Jemele Hill: White Red Sox Players Owe ‘Black and Brown’ Teammates an ‘Explanation’ When it Comes to Trump

Jemele Hill
AP Photo/Winslow Townson

Current Atlantic writer and former ESPN host Jemele Hill, wants to know why white athletes Red Sox players visiting the White House “don’t understand what’s wrong with Trump?”  Moreover, she thinks those same white players owe their “black and brown” teammates “an “explanation” for why that is.

In her May 7 op-ed, Hill notes that much of the reporting on the Red Sox visit has centered upon the minority players who are refusing to join their team in its visit to Trump’s White House.

But Hill wonders why minority players are being asked to justify their refusal to attend the team event while white players are not asked to justify their acceptance of the White House invitation.

Hill also questions why more white players haven’t chosen to support their teammates: “Why have so many of the white players on the Red Sox chosen not to support their black and brown teammates,” she asked.

Hill went on and on about the “harm” she thinks Donald Trump has done to Americans of color and ended her piece slamming white players who dare participate in visits to the Trump White House.

“So instead of focusing on why” minority players “won’t be at the White House,” Hill concludes, “ask their teammates why they’re comfortable being with a president who marginalizes and harms the communities to which their fellow players belong.”

Hill does ask an important question about what people do not seem to understand about Trump.
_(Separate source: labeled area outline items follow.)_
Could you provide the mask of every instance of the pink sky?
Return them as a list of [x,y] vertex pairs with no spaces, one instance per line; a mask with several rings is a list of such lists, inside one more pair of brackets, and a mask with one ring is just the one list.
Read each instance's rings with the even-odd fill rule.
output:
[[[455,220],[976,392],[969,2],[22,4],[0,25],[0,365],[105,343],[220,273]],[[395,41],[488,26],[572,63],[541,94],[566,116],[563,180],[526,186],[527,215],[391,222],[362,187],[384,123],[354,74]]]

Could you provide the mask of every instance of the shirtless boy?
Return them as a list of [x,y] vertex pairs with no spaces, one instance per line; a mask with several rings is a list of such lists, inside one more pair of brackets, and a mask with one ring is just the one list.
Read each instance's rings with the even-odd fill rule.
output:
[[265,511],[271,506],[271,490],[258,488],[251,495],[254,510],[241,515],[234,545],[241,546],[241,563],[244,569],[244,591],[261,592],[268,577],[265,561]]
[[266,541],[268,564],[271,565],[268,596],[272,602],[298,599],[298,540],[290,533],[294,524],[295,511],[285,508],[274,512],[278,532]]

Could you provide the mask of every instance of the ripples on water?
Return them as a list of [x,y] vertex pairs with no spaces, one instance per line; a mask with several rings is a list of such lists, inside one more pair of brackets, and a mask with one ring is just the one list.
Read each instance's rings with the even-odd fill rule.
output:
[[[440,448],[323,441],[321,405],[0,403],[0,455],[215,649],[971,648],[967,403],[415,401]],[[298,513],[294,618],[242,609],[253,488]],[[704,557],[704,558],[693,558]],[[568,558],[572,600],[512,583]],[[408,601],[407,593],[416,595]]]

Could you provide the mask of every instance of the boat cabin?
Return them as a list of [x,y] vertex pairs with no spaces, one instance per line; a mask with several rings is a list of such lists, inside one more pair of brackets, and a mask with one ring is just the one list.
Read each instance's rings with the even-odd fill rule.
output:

But the better question is why does Hill not know that Donald Trump has been the best president in decades for minorities?

For instance, unemployment has not been this low for Hispanics, blacks, and women, in some cases since they began keeping records.

Last year, for instance, black unemployment fell to 5.9% which was the lowest since the government started recording it in 1972, CNN Business wrote.

This year, it was the Hispanic unemployment rate that found its lowest rate ever. According to government data, unemployment for Hispanics fell to 4.2 percent in April, the lowest since records were first kept in 1973.

This year, the unemployment rate for women also fell to a low not seen since 1953.

The great economy has been the tide that has lifted all boats. Economic reports for the first quarter of 2019 shows that the economy grew by 3.2 percent, outpacing expectations.

But the great economy wasn’t just great for the rich and powerful. Along with unemployment being low for minorities, it is also lowest for Americans who only have a high school diploma, according to Daily Signal.

Other great markers exist, too. Consumer confidence is extremely high, and more Americans than ever have left the ranks of the chronically unemployed than ever, and workers are confident enough to leave lesser jobs for better opportunities than they have for a long time. Not only that, but black business ownership is up a whopping 400 percent.

So, the better question for Hill would be: Why she isn’t asking minorities why they don’t understand that this country is better off for having Donald Trump as president?